Autograd has a lot of untyped stuff in its graph building types and it has a macro for defining primitives. This makes it work on pretty much everything, but the untyped parts reduces efficiency. However, on something like a neural net where the matrix multiplies take all of the time, the small amounts of dynamic dispatch won’t matter and it’s a good choice. On functions with a lot of small subfunction calls, this will be a non-trivial performance difference.
ReverseDiff and Flux are very similar. They are the reverse mode of ForwardDiff and uses types to essentially trace a computation graph. Mike and Jarrett can duke it out, but to me it seems ReverseDiff applies to more places but that has changed over time. YAAD also uses tracker types, but is a very simple implementation, but probably more similar to these two than not. However, tracker types only trace the branch that the values take. So while you can compile the computation graph and keep it with ReverseDiff, repeated applications of the gradient are only correct if it traced out something appropriate for the new value. This is a pretty fundamental limitation if you want to build a graph once and spend time optimizing/compiling it to re-use.

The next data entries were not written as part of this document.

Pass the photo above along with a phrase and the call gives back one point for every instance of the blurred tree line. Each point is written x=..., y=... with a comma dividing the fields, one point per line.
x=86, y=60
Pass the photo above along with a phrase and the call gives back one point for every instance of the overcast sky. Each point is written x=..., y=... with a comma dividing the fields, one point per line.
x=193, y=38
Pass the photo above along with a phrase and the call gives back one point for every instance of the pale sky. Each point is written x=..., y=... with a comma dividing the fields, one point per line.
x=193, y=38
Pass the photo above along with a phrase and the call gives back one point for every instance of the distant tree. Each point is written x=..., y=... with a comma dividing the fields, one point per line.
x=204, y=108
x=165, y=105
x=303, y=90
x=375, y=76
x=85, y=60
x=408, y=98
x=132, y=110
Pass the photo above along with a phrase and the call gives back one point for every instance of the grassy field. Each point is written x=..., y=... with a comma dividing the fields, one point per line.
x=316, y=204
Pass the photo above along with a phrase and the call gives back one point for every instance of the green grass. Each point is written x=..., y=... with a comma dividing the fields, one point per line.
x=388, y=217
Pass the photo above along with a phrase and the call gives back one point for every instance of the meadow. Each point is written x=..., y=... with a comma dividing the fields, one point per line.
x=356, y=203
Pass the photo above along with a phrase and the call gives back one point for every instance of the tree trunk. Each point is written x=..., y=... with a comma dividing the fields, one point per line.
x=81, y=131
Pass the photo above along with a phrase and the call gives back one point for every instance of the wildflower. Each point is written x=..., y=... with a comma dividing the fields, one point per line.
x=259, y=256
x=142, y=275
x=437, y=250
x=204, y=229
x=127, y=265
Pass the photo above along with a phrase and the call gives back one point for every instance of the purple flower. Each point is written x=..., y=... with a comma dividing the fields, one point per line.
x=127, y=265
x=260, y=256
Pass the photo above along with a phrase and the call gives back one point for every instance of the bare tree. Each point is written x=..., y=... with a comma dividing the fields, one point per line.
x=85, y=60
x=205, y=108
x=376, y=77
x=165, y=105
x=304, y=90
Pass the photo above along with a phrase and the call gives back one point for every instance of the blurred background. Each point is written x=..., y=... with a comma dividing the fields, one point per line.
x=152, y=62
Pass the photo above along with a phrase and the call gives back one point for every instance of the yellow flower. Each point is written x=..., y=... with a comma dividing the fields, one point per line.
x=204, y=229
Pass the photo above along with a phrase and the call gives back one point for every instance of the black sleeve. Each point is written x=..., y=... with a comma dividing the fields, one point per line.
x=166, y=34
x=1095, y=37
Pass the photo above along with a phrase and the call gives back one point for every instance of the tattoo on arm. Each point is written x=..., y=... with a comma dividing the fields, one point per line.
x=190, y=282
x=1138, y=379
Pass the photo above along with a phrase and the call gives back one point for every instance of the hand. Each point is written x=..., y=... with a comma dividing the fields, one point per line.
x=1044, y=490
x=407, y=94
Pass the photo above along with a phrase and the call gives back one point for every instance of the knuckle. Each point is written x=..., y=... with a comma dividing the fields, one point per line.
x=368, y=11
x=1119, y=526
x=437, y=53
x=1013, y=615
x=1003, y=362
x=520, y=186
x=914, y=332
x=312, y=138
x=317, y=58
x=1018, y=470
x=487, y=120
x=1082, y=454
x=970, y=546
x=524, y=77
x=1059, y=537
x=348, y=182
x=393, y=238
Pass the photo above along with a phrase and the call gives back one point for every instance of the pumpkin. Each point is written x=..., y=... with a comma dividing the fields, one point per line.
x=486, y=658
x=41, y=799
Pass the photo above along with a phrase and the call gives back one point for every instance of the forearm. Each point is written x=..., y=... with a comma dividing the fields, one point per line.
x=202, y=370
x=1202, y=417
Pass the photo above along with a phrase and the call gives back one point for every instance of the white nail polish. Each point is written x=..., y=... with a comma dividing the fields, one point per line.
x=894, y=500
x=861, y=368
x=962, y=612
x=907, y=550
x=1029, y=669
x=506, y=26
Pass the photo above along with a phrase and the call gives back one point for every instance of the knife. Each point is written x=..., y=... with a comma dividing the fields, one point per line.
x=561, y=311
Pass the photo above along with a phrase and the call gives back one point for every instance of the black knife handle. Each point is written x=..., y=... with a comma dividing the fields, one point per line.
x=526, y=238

Zygote is source-to-source, and its paper describes how it can get a performance advantage by allowing all branches to compile and optimize at once. Capstan is via Cassette, which is essentially a form of source-to-source transformations using Cassette overdubing. Again, Mike and Jarrett are working on something the is probably more similar than different here, for similar reasons but for different applications. But Zygote already exists and Cassette/Capstan is still more of a near future thing, so . However, while tracker-based systems are easy to control (you just define a new dispatch on the type that says what the derivative is), I am not sure how customizable source-to-source is, but here’s a challenge problem that can give it an issue:
const x = Vector{Float64}(undef,4)
function f!(z,y,x)
x .= 2.*y
z .= sin.(x)
nothing
end
g!(z,y) -> f!(z,y,x)
# Challenge: autodiff z = g!(y)
I am not sure how Zygote would know how to handle the cache array, while with a type you can create a dual cache system that works with type-based AD via multiple dispatch. Capstan might be able to handle this because it’s using Cassette which is essentially a flexible and overridable source-to-source engine, but this is to be seen.

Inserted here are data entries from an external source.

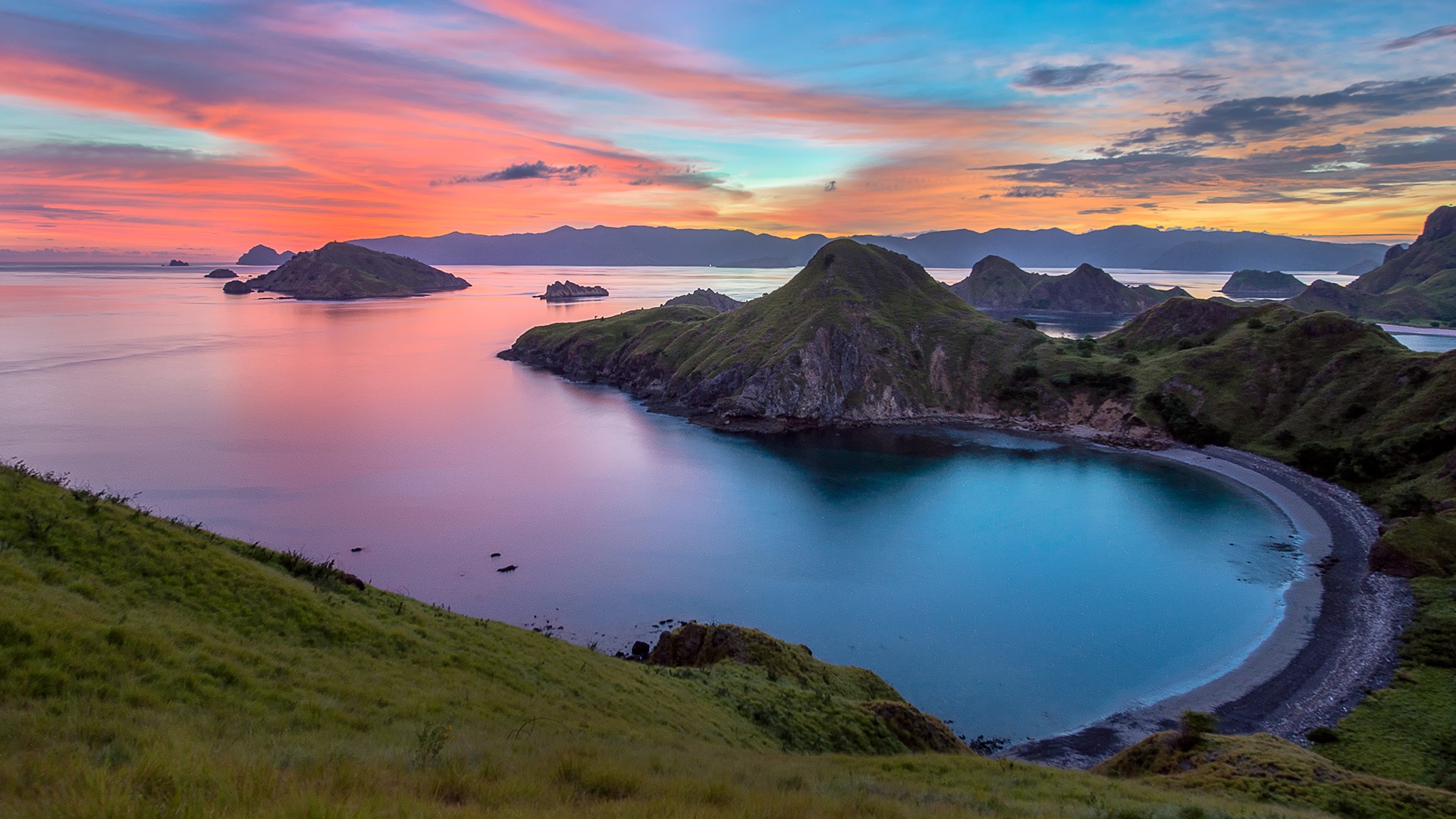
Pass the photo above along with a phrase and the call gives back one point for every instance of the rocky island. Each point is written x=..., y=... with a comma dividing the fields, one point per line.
x=1413, y=284
x=705, y=299
x=264, y=256
x=998, y=284
x=341, y=271
x=1261, y=284
x=566, y=290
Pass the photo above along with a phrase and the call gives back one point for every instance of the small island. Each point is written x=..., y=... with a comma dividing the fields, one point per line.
x=998, y=284
x=1261, y=284
x=343, y=271
x=566, y=290
x=264, y=256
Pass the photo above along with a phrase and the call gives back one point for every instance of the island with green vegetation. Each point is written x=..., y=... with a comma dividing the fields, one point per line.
x=998, y=284
x=1261, y=284
x=864, y=335
x=343, y=271
x=1413, y=286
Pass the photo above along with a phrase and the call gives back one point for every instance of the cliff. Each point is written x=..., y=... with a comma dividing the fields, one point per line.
x=1261, y=284
x=1416, y=284
x=340, y=271
x=998, y=284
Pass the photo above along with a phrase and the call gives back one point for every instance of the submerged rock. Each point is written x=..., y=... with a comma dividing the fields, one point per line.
x=564, y=290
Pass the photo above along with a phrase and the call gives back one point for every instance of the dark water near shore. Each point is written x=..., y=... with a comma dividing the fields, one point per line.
x=1017, y=586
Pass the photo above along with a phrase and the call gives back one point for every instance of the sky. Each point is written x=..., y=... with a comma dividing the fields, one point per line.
x=204, y=127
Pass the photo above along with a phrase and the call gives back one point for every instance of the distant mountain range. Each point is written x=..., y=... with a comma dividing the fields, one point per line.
x=1123, y=246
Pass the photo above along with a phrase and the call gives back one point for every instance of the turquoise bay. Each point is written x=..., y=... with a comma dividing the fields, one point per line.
x=1017, y=586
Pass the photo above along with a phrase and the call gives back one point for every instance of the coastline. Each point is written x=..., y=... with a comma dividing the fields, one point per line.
x=1335, y=640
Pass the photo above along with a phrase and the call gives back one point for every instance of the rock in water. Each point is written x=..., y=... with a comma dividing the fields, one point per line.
x=705, y=299
x=340, y=271
x=1263, y=284
x=564, y=290
x=264, y=256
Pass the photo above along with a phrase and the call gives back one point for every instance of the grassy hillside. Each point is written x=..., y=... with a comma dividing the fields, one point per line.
x=1274, y=771
x=149, y=668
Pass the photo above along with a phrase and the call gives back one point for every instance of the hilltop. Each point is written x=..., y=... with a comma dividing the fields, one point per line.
x=1416, y=284
x=1122, y=246
x=998, y=284
x=340, y=271
x=1261, y=284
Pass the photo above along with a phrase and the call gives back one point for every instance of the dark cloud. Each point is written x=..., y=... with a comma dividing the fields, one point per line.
x=1031, y=193
x=1429, y=36
x=526, y=171
x=1069, y=77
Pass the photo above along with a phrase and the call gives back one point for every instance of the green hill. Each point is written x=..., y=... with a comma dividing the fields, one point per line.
x=150, y=668
x=998, y=284
x=340, y=271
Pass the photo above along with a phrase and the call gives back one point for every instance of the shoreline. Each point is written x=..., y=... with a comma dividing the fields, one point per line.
x=1335, y=640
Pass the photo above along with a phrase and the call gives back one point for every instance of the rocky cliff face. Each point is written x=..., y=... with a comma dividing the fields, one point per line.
x=340, y=271
x=998, y=284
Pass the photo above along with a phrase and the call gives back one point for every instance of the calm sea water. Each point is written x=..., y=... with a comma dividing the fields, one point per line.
x=1012, y=585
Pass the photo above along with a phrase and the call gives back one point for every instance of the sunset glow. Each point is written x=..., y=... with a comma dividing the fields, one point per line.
x=191, y=127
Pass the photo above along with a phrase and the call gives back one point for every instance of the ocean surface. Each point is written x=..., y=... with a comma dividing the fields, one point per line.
x=1015, y=586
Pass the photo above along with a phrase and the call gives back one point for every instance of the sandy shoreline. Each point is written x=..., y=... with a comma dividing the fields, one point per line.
x=1335, y=640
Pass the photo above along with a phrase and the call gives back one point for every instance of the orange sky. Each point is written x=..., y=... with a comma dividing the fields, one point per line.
x=178, y=129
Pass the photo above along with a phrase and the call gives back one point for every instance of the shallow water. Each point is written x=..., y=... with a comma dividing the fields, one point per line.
x=1017, y=586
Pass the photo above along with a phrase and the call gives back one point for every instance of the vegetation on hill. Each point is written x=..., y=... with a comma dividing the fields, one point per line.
x=998, y=284
x=150, y=668
x=1417, y=284
x=1261, y=284
x=340, y=271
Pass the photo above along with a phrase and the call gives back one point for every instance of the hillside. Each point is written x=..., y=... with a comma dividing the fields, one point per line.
x=1416, y=284
x=998, y=284
x=1122, y=246
x=152, y=668
x=340, y=271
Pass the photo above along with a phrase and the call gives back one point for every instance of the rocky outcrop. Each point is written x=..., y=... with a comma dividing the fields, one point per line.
x=264, y=256
x=705, y=299
x=1416, y=284
x=1261, y=284
x=340, y=271
x=998, y=284
x=566, y=290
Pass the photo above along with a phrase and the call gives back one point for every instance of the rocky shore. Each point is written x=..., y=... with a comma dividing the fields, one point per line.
x=1335, y=642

So for now, Zygote.jl is awesome if it works for your code. If not, ReverseDiff and Flux are good to go to, and ReverseDiff can store/compile the computation graph if appropriate to get similar speeds to Zygote, but you have to be careful with the application. Autograd you can easily get working on pretty much anything, but there’s a dispatch cost associated with it. Capstan and Cassette might be a beautiful system in the near future for both AD and customizing the source transformation, but it’s not here yet and I’m not sure most Julia users will actually know how to write overdubs.
For now, I always find ForwardDiff and ReverseDiff robust enough to send through big codes (entire differential equation solvers) with ease, and am waiting to see what happens with source-to-source.